The Epiphany season, also known as Epiphanytide or the time of Sundays After Epiphany, is a liturgical period, celebrated by many Christian Churches, which immediately follows the Christmas season. It begins on Epiphany Day, and ends at various points as defined by those denominations. The typical liturgical color for the day of Epiphany is white, and the typical color for Epiphany season is green.

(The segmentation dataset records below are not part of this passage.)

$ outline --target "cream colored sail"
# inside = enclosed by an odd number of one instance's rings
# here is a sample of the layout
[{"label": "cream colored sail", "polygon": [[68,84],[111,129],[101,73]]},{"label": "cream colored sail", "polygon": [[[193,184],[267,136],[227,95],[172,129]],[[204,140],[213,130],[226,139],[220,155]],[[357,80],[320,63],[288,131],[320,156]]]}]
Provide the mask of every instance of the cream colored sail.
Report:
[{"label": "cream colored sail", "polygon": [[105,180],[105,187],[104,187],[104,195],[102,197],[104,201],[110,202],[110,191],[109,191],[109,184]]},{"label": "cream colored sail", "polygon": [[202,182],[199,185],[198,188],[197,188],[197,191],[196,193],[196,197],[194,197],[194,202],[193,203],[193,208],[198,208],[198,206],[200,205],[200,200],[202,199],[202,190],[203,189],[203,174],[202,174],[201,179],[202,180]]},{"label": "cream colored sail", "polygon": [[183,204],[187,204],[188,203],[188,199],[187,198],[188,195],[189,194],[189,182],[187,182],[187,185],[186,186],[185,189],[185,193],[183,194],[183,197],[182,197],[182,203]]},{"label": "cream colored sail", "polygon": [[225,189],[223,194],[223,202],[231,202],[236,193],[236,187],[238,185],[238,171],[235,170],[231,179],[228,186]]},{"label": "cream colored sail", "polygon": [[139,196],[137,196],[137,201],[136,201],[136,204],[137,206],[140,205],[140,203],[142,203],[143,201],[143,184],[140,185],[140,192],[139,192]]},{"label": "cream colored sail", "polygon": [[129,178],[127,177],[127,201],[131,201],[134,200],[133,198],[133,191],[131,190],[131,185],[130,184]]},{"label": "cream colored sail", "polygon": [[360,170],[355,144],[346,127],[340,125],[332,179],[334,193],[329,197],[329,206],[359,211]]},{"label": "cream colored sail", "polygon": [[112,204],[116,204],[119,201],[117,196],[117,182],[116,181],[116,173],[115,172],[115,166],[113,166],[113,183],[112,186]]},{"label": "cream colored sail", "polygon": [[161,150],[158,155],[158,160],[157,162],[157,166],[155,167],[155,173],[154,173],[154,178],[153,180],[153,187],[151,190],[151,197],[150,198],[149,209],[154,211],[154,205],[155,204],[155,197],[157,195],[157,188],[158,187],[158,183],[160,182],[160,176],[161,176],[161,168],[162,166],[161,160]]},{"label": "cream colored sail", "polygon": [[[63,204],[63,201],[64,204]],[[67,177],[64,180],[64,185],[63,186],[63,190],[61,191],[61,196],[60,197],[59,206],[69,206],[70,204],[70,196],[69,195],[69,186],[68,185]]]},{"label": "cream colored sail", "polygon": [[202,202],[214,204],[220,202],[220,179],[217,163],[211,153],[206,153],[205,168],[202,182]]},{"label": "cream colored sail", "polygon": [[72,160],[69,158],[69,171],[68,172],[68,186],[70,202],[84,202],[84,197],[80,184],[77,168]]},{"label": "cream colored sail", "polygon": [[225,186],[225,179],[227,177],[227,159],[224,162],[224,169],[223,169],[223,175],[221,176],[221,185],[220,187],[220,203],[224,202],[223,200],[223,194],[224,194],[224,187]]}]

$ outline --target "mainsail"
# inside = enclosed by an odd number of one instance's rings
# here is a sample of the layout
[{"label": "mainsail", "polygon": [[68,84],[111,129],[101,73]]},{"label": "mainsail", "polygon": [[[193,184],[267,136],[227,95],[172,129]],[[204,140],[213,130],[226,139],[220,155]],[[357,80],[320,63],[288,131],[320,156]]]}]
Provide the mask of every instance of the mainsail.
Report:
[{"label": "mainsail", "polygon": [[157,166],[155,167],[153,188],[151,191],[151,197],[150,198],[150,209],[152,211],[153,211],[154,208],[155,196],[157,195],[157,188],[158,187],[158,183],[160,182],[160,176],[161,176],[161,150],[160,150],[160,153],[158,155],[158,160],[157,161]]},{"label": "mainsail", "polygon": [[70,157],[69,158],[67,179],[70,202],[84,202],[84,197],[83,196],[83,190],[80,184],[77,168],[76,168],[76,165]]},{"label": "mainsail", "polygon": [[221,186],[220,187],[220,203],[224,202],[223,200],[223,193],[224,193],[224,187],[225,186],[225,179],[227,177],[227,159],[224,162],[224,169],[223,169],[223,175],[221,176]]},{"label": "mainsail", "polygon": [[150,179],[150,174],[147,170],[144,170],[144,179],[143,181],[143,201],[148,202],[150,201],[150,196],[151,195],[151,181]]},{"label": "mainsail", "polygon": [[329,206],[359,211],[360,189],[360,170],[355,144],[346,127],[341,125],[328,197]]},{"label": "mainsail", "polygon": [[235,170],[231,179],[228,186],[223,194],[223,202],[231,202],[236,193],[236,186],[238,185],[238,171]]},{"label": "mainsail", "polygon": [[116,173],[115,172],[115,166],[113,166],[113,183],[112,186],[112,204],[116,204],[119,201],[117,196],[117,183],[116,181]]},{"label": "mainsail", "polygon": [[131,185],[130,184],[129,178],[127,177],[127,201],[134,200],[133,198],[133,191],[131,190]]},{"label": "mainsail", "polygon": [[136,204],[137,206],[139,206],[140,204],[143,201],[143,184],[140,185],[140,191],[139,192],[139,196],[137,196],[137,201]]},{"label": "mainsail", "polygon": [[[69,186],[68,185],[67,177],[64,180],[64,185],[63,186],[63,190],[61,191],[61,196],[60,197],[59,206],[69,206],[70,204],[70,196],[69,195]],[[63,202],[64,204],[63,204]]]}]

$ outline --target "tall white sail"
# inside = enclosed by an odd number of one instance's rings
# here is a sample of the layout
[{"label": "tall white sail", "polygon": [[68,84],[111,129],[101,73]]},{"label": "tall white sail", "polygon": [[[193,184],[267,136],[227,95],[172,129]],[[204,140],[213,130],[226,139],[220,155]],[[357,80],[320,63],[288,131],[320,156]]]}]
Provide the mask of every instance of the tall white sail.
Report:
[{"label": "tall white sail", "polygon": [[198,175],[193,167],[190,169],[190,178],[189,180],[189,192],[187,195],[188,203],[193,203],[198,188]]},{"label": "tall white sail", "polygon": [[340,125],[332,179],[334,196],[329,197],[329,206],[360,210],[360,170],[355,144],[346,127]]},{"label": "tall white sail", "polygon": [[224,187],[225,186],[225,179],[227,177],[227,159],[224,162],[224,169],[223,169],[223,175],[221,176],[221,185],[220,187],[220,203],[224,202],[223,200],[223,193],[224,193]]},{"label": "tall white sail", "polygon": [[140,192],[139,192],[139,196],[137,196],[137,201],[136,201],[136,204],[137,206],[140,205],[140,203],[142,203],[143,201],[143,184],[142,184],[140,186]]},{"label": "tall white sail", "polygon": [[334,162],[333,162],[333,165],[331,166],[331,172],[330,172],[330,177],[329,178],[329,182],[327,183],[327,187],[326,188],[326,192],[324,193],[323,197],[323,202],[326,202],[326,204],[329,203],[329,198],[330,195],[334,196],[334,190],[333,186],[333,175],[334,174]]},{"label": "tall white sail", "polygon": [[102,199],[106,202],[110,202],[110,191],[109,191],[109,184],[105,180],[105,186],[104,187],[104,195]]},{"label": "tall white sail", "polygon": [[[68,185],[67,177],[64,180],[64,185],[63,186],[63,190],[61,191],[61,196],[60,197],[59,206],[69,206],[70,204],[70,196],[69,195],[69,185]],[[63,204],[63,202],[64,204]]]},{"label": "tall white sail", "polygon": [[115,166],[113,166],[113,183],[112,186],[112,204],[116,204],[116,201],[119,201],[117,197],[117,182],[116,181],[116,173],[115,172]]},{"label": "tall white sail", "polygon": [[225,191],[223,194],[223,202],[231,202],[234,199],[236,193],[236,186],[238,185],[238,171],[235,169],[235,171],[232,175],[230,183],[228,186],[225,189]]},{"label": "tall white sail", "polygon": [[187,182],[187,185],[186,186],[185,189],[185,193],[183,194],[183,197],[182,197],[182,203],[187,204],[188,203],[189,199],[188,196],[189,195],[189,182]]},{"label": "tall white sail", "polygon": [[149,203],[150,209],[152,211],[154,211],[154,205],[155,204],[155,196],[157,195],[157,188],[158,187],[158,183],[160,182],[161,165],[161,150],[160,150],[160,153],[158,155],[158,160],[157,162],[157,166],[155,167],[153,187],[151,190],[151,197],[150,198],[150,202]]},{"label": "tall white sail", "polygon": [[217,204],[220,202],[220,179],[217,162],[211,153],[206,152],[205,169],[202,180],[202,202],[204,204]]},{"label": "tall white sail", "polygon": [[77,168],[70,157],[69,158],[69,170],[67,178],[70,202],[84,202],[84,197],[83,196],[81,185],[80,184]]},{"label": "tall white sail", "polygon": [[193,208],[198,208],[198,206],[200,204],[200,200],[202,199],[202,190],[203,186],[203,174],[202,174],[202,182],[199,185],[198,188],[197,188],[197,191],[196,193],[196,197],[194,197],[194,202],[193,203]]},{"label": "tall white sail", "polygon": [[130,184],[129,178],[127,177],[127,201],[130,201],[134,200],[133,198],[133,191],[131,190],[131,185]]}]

Popular Epiphanytide customs include Epiphany singing, chalking the door and families inviting their pastor to bless their home.

Western Christianity

Roman Rite Catholicism

Ordinary Form

The Ordinary Form of the Roman Rite of the Catholic Church regards the time after Epiphany as a subset of the Christmas season. The Christmas season ends on the Feast of the Baptism of the Lord, a feast typically celebrated on the Sunday after Epiphany. Although Epiphany is not a distinct season, the Ordinary Form does have specific Mass collects that are used from Epiphany onward. Because Epiphany is, in many places, transferred to the Sunday from January 2 to 8 inclusive, the period during which the Epiphany texts are used forms a de facto octave between the Sunday of Epiphany and the Sunday of the Baptism of the Lord. Christmas season is followed by Ordinary Time.

Extraordinary Form

In traditionalist Catholic communities that use the General Roman Calendar of 1960 as part of the Extraordinary Form authorized by Summorum Pontificum, Epiphany is celebrated with a de facto octave from January 6 to the Feast of the Baptism of the Lord on January 13, although the octave was nominally removed in the calendar reforms of 1955. The Sundays which follow are designated "Sundays after Epiphany" or "Time after Epiphany" until the start of Shrovetide.

Ordinariate Use

In 2015, the Catholic Church authorized a Use of the Roman Rite for the three Personal Ordinariates for former Anglicans. The Ordinariate Use explicitly includes a period called Epiphanytide, which runs from the Monday after the Feast of the Baptism of the Lord until the day before Ash Wednesday.

Moravianism

In the Moravian Church, the Epiphany season runs until the Sunday before Ash Wednesday. While white is the liturgical colour used for the Feast of the Epiphany itself, the Sundays during the rest of the season use green.

Lutheranism

In Lutheranism, Epiphanytide runs from Epiphany Day until Septuagesima Sunday—three Sundays before Shrove Tuesday—(as with the Evangelical Lutheran Church in Denmark), or from Epiphany Day until the day before Ash Wednesday (as with the Evangelical Lutheran Church in America).

Anglicanism

In 2000, the Church of England introduced into its liturgy an optional Epiphany season by approving the Common Worship series of services as an alternative to those in the Book of Common Prayer. This optional season begins with Evening Prayer on the day before the Epiphany (which may be celebrated on January 6 or on the Sunday between January 2 and 8) and ends on the Feast of the Presentation (which may be celebrated on February 2 or on the Sunday between January 28 and February 3).

Methodism

In Methodism, the Epiphany season runs from Epiphany Day until Ash Wednesday, the first day of Lent. White is liturgical colour for Epiphany Day itself, as well as for the Baptism of the Lord and the Feast of the Transfiguration, while green is the liturgical colour used for the rest of the season.

Eastern Christianity

East Syriac Rite

In the East Syriac Rite (used by churches such as the Syro-Malabar Church), this period is called the Season of Epiphany, also known by its Syriac transliteration Denha. This season begins on the Sunday between January 2 and 6, or on January 6 itself if no such Sunday exists. The season runs until the first Sunday of Lent, which begins seven weeks before Easter (three days earlier than it does in Western Christianity).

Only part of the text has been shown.